Presently, various kinds of robots are used in a variety of fields such as real life, factory automation and the like, and the robots respectively have a unique control scenario according to a particular purpose of each field and operate according to the control scenario.
A robot in the field of factory automation has an operation control scenario for performing a repetitive motion so as to be appropriate to a repetitive work. However, a scenario for simply repeating an operation is inappropriate in the field of service robot such as an advertisement robot, an education robot, an entertainment robot or the like used in daily life or various locations, and a control scenario for diversely operating and responding a robot according to a corresponding location or service is required. In addition, when the location or the service using the robot is changed, the control scenario for operating the robot needs to be modified although the same robot is used.
Accordingly, a method of creating and modifying a robot control scenario is needed so that a general robot user, not a robot engineer, may recognize diverse and complicated situations without expertise by combining cognition information recognized through sensors (a ultrasonic sensor, a laser sensor, a camera, a microphone, a touch sensor, a motion sensor and the like) that a robot has according to a location and a service using the robot at a service site, and provide an expression appropriate to a cognition situation by combining operation and expression functions (a facial expression, a voice, a sound effect, an LED, an ignition, a gesture, a display and the like) that the robot has.
An authoring tool for creating contents, with which a general user may create a method of controlling operation of a robot at a level other than a code level, a robot contents authoring system which allows a plurality of users to individually create robot contents in a web environment and the like exist in the prior art.
Similarly mimicking a situation recognition method and an expression method of a human being so that a robot may recognize a situation in a way further similar to a human being and make a natural and vivid expression corresponding to the situation is very important to enhance the value of service robot products and satisfaction of users. In addition, if a control scenario can be modified based on the situation recognition method and the expression method of a human being in order to create and modify the control scenario according to the location and service of the robot by a general user using the robot at a service site, not a robot engineer ignorant of a situation of the service site and user's needs, the general user may create and modify the robot control scenario more easily and intuitively.
A human being recognizes a specific situation by using composite information obtained through sensing organs such as a sense of sight through eyes, a sense of touch through skin or the like, a sense of hearing through sounds and the like. For example, a human being recognizes a situation using composite recognition information of a plurality of sensing organs, such as “A child walks to me in front of me, and the child does not see straight ahead, but looks elsewhere”, and behaves or expresses according to the situation.
As an expression method, a human being makes a composite expression through a plurality of means, rather than a single motion or expression of a single means. For example, possibility of collision is determined according the situation recognized as described above, and in response thereto, a composite expression such as “Say watch out, and stops or moves to avoid the moving route of the child” is made through a plurality of means.
Accordingly, even in the case of a robot mimicking a human being, in order to make the robot to be similar to the situation recognition and expression method of the human being, a general user knowing a situation of a site and needs of a robot service, not a robot engineer, should be able to create and modify a robot control scenario based on the situation recognition and expression method of the human being.
However, since conventional techniques modify contents of a robot in a formalized and repetitive method of selecting a condition corresponding to input of a specific single sensor, such as simply touching the head or an arm of the robot by a user, there is a problem in that robot contents appropriate to a very complicated and diverse situation recognition method of a human being cannot be provided, and, furthermore, there is a problem in that rather than creating and reusing contents of a robot based on the expression method of a human being using a composite expression means, a user should select a motion of each single expression means and create an expression one by one whenever a scenario is created.
Other than these, the convention techniques have a problem in that in order to create a control scenario of a robot, motions or contents of the robot should be arranged on timelines corresponding to an amount of time for operating the robot.
That is, as shown in FIG. 1(a), the conventional techniques have a problem in that a user should select input conditions of sensors of a robot one by one and connect an expression method of a single expression means according thereto whenever a robot control scenario is created and repeat the works described above according to a location and a service method of the robot.

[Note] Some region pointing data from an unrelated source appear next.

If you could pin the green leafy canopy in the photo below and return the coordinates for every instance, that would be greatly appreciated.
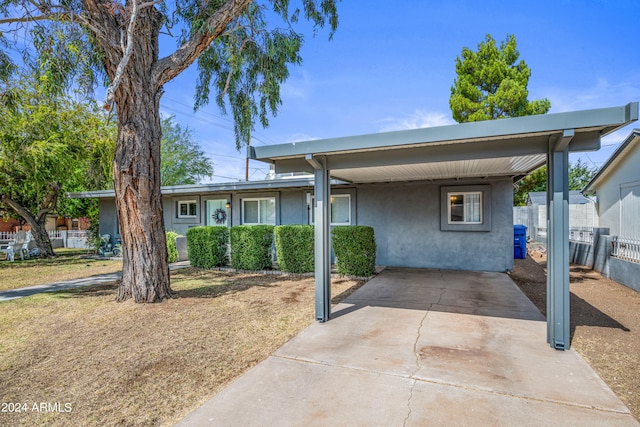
(491, 84)
(182, 161)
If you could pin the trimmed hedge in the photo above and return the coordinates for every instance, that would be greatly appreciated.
(207, 246)
(294, 248)
(172, 250)
(355, 249)
(251, 247)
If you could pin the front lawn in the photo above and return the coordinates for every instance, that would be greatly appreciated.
(68, 264)
(94, 362)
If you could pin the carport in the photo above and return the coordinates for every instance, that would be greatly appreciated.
(508, 147)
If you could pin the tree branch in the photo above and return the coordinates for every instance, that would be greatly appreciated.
(170, 66)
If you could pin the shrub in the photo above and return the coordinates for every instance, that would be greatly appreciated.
(251, 247)
(355, 250)
(207, 246)
(172, 250)
(294, 248)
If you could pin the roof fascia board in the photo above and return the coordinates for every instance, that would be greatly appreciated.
(208, 188)
(435, 154)
(607, 119)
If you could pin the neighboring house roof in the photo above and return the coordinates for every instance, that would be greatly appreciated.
(611, 164)
(540, 198)
(508, 147)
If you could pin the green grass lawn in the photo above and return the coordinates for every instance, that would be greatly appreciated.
(68, 264)
(124, 364)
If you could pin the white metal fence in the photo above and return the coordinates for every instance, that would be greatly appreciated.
(581, 235)
(70, 238)
(576, 234)
(626, 249)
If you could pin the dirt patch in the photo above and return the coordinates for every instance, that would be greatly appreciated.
(604, 318)
(94, 362)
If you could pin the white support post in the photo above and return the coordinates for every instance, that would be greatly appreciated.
(558, 333)
(322, 206)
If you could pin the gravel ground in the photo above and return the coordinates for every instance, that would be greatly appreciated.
(605, 322)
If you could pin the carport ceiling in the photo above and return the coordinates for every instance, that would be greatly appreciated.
(508, 147)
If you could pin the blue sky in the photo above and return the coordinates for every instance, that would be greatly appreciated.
(391, 65)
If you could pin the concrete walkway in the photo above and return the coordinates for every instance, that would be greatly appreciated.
(416, 348)
(98, 279)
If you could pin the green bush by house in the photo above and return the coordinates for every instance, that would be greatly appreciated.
(172, 250)
(355, 249)
(294, 248)
(251, 247)
(207, 246)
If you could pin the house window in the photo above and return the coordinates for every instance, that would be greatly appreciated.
(187, 209)
(465, 207)
(259, 211)
(340, 209)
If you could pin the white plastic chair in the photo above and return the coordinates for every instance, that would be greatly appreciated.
(18, 242)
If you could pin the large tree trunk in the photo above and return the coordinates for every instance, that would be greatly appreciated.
(145, 274)
(136, 172)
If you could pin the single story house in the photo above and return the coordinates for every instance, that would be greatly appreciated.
(617, 189)
(413, 224)
(436, 197)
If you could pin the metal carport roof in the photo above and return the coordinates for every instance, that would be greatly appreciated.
(512, 147)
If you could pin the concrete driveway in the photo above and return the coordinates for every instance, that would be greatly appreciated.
(421, 347)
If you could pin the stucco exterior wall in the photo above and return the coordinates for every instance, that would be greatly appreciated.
(406, 218)
(608, 192)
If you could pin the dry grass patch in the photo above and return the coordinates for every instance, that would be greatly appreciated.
(143, 365)
(67, 265)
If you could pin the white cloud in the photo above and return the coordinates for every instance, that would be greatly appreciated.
(600, 94)
(418, 119)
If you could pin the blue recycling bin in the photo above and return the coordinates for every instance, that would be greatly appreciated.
(519, 241)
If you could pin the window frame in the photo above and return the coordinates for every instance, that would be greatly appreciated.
(189, 202)
(258, 199)
(332, 223)
(485, 208)
(451, 194)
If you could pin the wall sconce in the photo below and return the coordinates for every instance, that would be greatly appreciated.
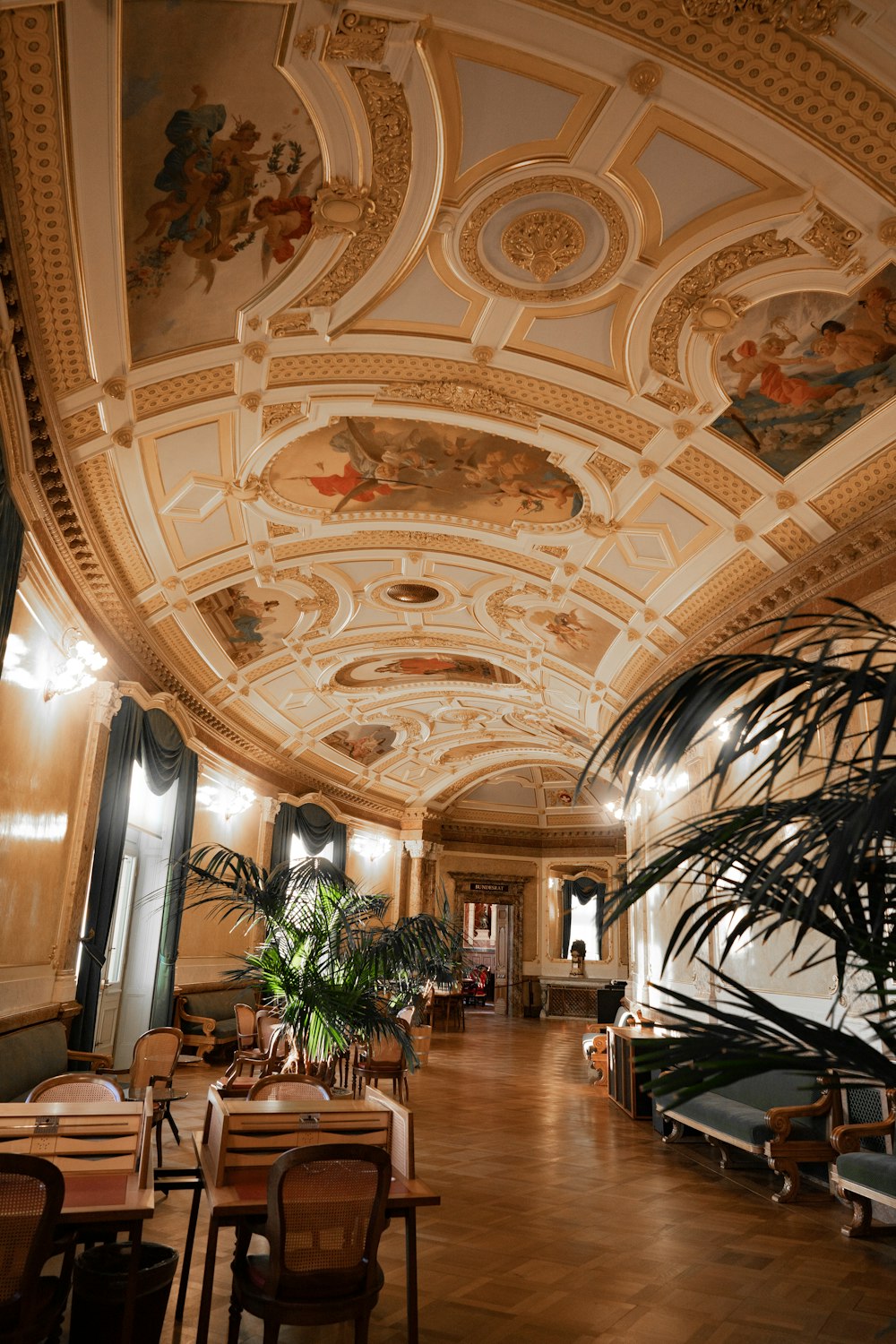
(228, 801)
(77, 671)
(371, 847)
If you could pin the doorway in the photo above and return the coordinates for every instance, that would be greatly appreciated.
(132, 951)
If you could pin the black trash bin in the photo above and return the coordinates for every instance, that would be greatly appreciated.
(99, 1284)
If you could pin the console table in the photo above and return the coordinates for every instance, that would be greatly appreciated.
(573, 996)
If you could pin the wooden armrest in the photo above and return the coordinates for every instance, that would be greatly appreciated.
(847, 1139)
(99, 1061)
(206, 1023)
(780, 1117)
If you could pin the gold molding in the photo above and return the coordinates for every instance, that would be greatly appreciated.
(770, 187)
(38, 179)
(390, 129)
(548, 398)
(700, 281)
(794, 81)
(600, 202)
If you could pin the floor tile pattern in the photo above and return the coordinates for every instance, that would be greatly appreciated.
(564, 1222)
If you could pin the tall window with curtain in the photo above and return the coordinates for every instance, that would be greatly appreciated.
(151, 738)
(578, 914)
(314, 827)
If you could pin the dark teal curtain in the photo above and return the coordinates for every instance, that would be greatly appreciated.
(11, 537)
(581, 890)
(314, 825)
(152, 739)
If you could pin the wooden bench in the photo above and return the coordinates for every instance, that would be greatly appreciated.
(785, 1117)
(866, 1167)
(204, 1012)
(38, 1048)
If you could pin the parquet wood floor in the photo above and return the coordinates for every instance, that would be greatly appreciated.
(564, 1222)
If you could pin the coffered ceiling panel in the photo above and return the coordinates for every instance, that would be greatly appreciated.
(402, 392)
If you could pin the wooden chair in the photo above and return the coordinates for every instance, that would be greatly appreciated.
(155, 1059)
(31, 1304)
(246, 1029)
(325, 1215)
(77, 1088)
(289, 1086)
(382, 1058)
(250, 1064)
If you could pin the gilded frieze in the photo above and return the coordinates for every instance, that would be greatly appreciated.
(699, 282)
(790, 539)
(716, 480)
(185, 390)
(35, 136)
(547, 398)
(863, 489)
(82, 426)
(390, 128)
(814, 91)
(721, 591)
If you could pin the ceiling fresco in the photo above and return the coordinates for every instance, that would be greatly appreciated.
(379, 467)
(220, 167)
(403, 392)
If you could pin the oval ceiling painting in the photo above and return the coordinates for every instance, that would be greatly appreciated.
(804, 367)
(395, 465)
(417, 668)
(220, 166)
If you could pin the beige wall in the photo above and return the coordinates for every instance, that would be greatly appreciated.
(40, 774)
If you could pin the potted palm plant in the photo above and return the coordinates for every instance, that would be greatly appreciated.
(814, 698)
(324, 956)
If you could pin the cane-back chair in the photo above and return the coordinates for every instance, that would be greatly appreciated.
(289, 1088)
(90, 1088)
(325, 1215)
(31, 1304)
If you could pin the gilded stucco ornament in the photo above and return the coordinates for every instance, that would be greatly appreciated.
(543, 242)
(645, 77)
(461, 397)
(817, 16)
(340, 207)
(600, 202)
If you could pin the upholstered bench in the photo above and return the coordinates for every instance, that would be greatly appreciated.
(35, 1053)
(780, 1116)
(206, 1013)
(866, 1167)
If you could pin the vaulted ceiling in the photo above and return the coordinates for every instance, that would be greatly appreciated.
(408, 389)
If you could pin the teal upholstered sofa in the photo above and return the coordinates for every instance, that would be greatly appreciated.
(783, 1117)
(35, 1053)
(866, 1167)
(206, 1012)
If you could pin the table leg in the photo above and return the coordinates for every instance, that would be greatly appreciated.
(188, 1253)
(131, 1293)
(209, 1284)
(410, 1266)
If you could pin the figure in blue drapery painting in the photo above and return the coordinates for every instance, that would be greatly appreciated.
(804, 367)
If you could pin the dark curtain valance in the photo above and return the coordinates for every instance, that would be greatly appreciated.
(314, 828)
(11, 537)
(582, 890)
(152, 739)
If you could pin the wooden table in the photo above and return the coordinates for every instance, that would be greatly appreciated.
(228, 1204)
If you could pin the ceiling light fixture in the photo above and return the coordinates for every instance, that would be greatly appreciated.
(82, 660)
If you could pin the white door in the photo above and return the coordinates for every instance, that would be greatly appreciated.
(503, 956)
(113, 970)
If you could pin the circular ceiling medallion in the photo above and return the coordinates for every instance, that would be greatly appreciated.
(413, 594)
(543, 242)
(587, 231)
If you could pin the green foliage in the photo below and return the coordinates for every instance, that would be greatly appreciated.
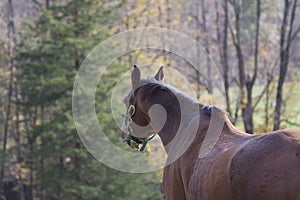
(50, 55)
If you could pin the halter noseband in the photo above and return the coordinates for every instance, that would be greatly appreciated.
(130, 139)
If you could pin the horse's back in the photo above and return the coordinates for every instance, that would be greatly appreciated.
(268, 167)
(258, 167)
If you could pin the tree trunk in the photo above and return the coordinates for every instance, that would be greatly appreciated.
(11, 54)
(285, 42)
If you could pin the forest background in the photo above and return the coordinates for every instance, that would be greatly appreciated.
(255, 45)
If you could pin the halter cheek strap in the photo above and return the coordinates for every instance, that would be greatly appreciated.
(129, 130)
(146, 141)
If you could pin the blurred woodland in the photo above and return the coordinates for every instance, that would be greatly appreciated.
(255, 45)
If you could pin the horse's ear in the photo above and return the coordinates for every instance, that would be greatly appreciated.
(135, 77)
(160, 74)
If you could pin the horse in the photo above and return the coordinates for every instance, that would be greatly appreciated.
(238, 166)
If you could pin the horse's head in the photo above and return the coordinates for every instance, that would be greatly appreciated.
(137, 128)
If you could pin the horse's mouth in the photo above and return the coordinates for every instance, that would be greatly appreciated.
(132, 141)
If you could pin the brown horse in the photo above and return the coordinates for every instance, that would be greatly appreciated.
(239, 166)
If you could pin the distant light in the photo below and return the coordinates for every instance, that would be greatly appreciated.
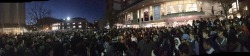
(68, 18)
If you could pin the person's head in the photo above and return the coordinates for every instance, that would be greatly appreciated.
(228, 26)
(221, 34)
(205, 34)
(184, 51)
(207, 44)
(191, 35)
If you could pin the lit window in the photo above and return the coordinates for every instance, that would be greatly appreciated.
(80, 26)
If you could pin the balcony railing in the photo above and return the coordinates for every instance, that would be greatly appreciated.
(183, 14)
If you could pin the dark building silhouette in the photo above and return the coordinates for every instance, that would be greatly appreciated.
(12, 17)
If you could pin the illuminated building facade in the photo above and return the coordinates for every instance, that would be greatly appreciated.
(158, 13)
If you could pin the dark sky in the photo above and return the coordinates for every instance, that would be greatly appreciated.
(89, 9)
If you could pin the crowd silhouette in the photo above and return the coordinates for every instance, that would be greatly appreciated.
(205, 36)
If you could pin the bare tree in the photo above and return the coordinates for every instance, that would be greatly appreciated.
(37, 10)
(226, 5)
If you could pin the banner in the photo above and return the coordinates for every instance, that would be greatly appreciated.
(157, 12)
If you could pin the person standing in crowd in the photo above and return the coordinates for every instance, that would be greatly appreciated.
(221, 42)
(209, 49)
(194, 44)
(146, 46)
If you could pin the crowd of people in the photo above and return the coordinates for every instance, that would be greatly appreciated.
(205, 36)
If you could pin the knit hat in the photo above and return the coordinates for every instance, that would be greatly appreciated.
(186, 36)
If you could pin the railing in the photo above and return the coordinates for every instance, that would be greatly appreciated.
(183, 14)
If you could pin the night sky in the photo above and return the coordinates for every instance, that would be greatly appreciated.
(89, 9)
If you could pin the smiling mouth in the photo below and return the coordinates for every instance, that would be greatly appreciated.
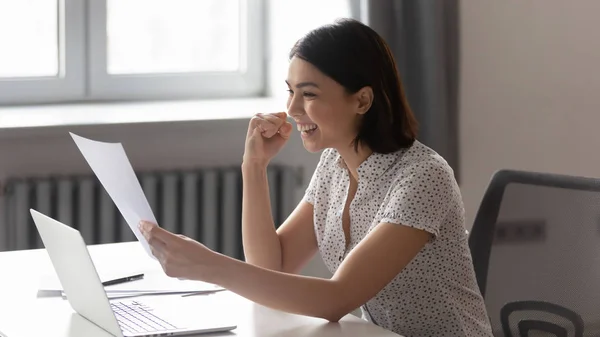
(307, 129)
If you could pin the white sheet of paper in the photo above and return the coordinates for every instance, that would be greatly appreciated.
(112, 167)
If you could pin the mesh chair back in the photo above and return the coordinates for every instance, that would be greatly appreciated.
(536, 240)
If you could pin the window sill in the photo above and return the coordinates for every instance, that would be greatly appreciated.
(49, 116)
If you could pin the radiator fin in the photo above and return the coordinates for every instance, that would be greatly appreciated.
(202, 204)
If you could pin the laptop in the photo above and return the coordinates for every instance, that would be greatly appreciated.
(122, 318)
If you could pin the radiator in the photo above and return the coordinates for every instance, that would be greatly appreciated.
(203, 204)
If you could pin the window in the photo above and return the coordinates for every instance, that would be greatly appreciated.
(74, 50)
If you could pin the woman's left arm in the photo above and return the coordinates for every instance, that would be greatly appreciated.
(369, 267)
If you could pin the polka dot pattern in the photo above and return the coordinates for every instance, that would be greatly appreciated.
(436, 294)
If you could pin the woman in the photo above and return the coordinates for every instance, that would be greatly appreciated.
(383, 210)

In addition, a robot control scenario method using input of single sensors as direct cognition means as shown in FIG. 1(a) is a recognition method and an expression method of a low level unlike the composite situation recognition method and expression method of a human being, and there is a problem in that it is inconvenient for a general user, not a robot engineer, to create and modify a robot control scenario, and even the robot engineer should design complex logic every time.
In addition, in the conventional techniques, a robot control scenario is configured of successive robot controls connected to a specific condition and behaviors corresponding thereto as shown in FIG. 1(b). Accordingly, when a scenario for controlling a robot for ten hours is created, a user should arrange a robot control element for each expression means 110 of the robot one by one on the timelines 120 corresponding to an amount of ten hours to create a control scenario of the robot, and thus there is a problem in that it is very difficult to create a scenario, and the robot may not operate appropriately to a variety of situations in a way similar to a human being.